Collaborative Top Distribution Identifications with Limited Interaction
This work addresses the challenge of efficient top-m arm identification in reinforcement learning for scenarios where agent interaction is costly, offering incremental improvements in understanding tradeoffs.
The paper tackles the problem of identifying the top-m distributions with the largest means in a collaborative learning model with multiple agents, providing optimal tradeoffs between running time and interaction rounds and demonstrating complexity separations between different variants.

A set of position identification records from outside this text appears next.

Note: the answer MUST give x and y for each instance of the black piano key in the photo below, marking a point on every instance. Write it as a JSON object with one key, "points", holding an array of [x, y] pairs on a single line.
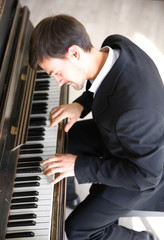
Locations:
{"points": [[39, 105], [42, 88], [29, 170], [20, 235], [36, 134], [42, 82], [30, 159], [31, 178], [39, 111], [24, 200], [38, 121], [32, 151], [30, 139], [21, 223], [26, 184], [35, 130], [42, 75], [24, 206], [30, 164], [24, 194], [32, 146], [40, 96], [22, 216]]}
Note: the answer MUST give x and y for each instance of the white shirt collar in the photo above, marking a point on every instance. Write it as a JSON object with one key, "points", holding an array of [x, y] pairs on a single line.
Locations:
{"points": [[111, 59]]}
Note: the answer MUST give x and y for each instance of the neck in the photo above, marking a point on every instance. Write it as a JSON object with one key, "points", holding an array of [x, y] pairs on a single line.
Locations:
{"points": [[96, 62]]}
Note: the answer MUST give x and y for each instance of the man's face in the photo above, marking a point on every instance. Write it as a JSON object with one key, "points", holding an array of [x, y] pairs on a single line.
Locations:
{"points": [[65, 71]]}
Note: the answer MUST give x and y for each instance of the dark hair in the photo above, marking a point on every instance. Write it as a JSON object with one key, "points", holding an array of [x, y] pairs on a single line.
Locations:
{"points": [[54, 35]]}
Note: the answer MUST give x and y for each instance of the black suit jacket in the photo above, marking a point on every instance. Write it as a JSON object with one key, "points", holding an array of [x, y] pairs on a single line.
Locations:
{"points": [[129, 111]]}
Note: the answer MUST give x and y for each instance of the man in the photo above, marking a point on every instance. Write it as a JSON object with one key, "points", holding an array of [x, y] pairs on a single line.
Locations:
{"points": [[120, 150]]}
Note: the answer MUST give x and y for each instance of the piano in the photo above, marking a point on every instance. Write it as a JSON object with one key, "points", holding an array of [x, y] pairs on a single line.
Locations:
{"points": [[30, 208]]}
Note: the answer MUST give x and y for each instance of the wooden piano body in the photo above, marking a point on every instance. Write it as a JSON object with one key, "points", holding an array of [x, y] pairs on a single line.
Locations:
{"points": [[17, 84]]}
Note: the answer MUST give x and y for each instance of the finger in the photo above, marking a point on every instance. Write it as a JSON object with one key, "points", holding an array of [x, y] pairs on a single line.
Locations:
{"points": [[69, 125], [58, 179], [52, 171], [49, 160], [58, 119]]}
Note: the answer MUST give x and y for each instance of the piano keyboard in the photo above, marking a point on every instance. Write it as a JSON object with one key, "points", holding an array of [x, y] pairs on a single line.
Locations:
{"points": [[30, 212]]}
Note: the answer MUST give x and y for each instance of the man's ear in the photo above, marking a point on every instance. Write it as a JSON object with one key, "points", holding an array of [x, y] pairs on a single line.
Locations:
{"points": [[74, 52]]}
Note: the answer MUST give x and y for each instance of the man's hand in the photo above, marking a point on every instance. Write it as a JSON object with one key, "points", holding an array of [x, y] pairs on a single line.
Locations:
{"points": [[71, 111], [60, 163]]}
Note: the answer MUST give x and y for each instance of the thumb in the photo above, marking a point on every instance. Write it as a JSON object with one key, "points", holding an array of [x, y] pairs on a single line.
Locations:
{"points": [[69, 125]]}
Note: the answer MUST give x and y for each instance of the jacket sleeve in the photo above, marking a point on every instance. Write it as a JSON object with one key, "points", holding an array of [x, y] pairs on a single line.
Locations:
{"points": [[138, 164]]}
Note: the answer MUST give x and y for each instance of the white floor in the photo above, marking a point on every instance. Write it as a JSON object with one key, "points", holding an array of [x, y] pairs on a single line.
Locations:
{"points": [[140, 20]]}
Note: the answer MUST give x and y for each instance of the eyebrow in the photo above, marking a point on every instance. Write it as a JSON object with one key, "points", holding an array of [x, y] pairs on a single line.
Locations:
{"points": [[49, 73]]}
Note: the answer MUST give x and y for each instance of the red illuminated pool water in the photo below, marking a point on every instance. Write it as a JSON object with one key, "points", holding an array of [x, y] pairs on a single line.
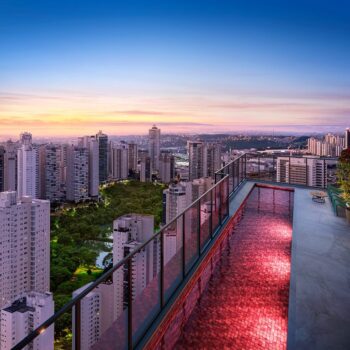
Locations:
{"points": [[245, 303]]}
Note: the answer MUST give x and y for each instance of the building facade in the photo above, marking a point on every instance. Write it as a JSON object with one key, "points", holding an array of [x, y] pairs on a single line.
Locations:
{"points": [[129, 231], [23, 316], [302, 171], [25, 246], [102, 140], [154, 147], [27, 168], [166, 167], [77, 174], [119, 161]]}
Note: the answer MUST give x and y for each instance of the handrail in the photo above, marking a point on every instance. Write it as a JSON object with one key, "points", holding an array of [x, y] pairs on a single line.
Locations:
{"points": [[74, 301], [40, 329]]}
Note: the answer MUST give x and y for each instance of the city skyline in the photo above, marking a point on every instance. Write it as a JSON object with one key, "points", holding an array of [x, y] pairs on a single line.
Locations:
{"points": [[186, 66]]}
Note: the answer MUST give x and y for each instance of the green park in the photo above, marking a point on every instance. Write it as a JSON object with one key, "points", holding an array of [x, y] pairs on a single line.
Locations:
{"points": [[80, 232]]}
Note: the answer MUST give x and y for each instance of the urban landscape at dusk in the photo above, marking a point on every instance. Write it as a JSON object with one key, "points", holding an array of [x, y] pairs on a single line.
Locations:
{"points": [[174, 175]]}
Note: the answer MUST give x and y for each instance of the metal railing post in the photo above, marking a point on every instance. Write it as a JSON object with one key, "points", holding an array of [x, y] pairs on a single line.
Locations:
{"points": [[183, 247], [130, 345], [211, 214], [162, 270], [199, 228], [77, 326]]}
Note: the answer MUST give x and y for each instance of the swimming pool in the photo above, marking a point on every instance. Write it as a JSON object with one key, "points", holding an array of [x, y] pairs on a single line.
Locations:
{"points": [[241, 301]]}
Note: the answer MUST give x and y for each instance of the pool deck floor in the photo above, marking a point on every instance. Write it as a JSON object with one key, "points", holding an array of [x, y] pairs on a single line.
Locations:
{"points": [[319, 306], [319, 300]]}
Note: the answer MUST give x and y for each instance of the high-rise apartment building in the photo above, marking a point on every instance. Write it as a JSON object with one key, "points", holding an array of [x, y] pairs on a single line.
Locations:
{"points": [[302, 171], [2, 169], [178, 196], [129, 231], [132, 157], [22, 316], [154, 147], [10, 166], [24, 246], [50, 184], [119, 161], [77, 174], [92, 145], [213, 158], [198, 159], [347, 138], [166, 167], [27, 168], [200, 186], [102, 140], [96, 314], [145, 169], [331, 146]]}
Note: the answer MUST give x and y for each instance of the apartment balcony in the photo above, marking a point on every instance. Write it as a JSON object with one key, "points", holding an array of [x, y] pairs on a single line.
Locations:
{"points": [[256, 265]]}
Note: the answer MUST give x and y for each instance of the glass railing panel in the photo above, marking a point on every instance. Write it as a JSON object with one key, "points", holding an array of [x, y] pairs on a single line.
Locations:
{"points": [[105, 313], [216, 207], [172, 257], [206, 207], [146, 287], [191, 235], [330, 173], [224, 198], [231, 177]]}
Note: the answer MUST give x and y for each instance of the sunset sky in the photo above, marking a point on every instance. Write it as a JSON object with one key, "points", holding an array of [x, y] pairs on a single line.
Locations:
{"points": [[72, 67]]}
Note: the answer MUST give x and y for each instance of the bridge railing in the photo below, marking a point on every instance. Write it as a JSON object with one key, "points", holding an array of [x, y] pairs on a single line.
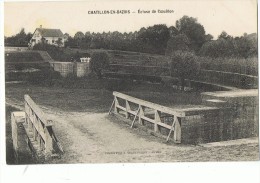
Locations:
{"points": [[38, 127], [159, 116]]}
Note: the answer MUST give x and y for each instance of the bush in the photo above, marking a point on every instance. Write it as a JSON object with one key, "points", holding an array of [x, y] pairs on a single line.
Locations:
{"points": [[184, 65], [55, 52], [99, 62], [44, 77]]}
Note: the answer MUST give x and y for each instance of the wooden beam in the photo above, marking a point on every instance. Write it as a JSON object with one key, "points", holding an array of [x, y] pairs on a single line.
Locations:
{"points": [[150, 104], [37, 110], [135, 117]]}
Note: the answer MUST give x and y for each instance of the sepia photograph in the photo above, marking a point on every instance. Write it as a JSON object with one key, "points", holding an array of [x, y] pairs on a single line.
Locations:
{"points": [[130, 82]]}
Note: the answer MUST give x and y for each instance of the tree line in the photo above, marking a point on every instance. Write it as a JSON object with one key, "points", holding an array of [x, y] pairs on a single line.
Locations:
{"points": [[186, 35]]}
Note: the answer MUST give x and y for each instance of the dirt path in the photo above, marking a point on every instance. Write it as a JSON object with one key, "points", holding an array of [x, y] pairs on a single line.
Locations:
{"points": [[102, 138], [99, 138]]}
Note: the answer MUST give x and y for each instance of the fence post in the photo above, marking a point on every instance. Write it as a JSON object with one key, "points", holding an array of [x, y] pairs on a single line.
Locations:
{"points": [[177, 130], [127, 107], [141, 114], [156, 119], [116, 104], [48, 142]]}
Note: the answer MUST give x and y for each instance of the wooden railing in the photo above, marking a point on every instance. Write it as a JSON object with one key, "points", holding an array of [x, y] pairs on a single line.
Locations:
{"points": [[39, 129], [158, 115]]}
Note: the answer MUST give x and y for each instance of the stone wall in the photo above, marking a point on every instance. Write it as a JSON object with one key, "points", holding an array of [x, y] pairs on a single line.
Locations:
{"points": [[229, 79], [235, 117]]}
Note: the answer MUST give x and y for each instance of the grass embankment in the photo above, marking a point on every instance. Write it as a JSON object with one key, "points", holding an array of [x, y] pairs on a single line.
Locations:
{"points": [[96, 95], [22, 57]]}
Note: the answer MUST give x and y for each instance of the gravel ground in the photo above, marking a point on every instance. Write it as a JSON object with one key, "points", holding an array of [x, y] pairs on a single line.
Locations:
{"points": [[100, 138]]}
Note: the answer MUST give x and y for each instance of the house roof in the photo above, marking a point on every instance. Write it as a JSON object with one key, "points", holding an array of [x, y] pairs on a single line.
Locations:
{"points": [[50, 32]]}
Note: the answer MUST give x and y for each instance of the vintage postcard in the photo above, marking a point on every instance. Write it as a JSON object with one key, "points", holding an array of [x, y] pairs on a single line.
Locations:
{"points": [[131, 81]]}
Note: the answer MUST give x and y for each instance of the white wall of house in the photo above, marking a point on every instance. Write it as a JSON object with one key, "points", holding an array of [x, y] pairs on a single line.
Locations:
{"points": [[37, 38]]}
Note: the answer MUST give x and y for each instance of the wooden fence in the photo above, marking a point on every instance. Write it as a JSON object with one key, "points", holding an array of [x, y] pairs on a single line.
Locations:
{"points": [[159, 116], [39, 129]]}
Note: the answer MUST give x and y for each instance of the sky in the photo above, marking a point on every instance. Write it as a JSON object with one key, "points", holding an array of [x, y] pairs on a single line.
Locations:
{"points": [[233, 16]]}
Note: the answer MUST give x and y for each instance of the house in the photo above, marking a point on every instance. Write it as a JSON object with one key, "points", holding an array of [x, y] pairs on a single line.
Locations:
{"points": [[49, 36]]}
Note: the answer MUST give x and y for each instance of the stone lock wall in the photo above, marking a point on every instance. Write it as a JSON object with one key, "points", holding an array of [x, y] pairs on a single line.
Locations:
{"points": [[235, 117]]}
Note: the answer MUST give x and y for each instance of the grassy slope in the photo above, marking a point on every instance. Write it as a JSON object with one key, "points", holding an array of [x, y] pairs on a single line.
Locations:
{"points": [[22, 57]]}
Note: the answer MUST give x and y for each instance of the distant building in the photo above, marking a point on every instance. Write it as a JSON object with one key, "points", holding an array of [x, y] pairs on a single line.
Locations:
{"points": [[49, 36]]}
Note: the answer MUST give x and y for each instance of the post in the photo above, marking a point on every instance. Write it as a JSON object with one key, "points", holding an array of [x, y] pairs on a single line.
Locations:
{"points": [[177, 130], [141, 114], [156, 119], [127, 107], [116, 104], [48, 142]]}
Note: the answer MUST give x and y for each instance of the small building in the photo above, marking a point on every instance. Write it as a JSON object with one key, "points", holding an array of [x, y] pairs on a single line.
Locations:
{"points": [[85, 59], [78, 69], [49, 36]]}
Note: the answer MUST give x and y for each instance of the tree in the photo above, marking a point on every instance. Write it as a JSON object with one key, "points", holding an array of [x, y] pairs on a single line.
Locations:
{"points": [[178, 42], [184, 65], [59, 42], [155, 37], [98, 62], [225, 36], [193, 30]]}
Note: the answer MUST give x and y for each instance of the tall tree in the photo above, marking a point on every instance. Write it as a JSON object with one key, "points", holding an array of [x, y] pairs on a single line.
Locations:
{"points": [[193, 30], [179, 42], [184, 65]]}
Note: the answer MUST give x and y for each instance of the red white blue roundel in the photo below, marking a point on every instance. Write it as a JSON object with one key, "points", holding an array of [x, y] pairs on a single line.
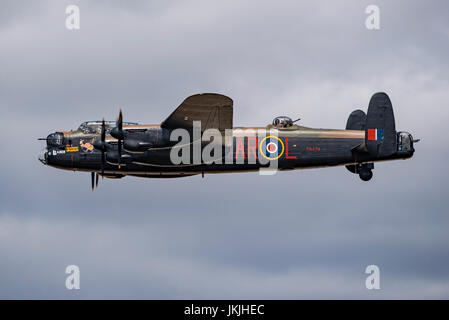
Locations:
{"points": [[271, 147]]}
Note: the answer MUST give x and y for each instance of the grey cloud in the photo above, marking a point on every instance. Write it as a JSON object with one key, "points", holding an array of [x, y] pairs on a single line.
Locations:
{"points": [[304, 234]]}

We consider the following problem in this paper: given a set of $n$ distributions, find the top-$m$ ones with the largest means. This problem is also called {\em top-$m$ arm identifications} in the literature of reinforcement learning, and has numerous applications. We study the problem in the collaborative learning model where we have multiple agents who can draw samples from the $n$ distributions in parallel. Our goal is to characterize the tradeoffs between the running time of learning process and the number of rounds of interaction between agents, which is very expensive in various scenarios. We give optimal time-round tradeoffs, as well as demonstrate complexity separations between top-$1$ arm identification and top-$m$ arm identifications for general $m$ and between fixed-time and fixed-confidence variants. As a byproduct, we also give an algorithm for selecting the distribution with the $m$-th largest mean in the collaborative learning model.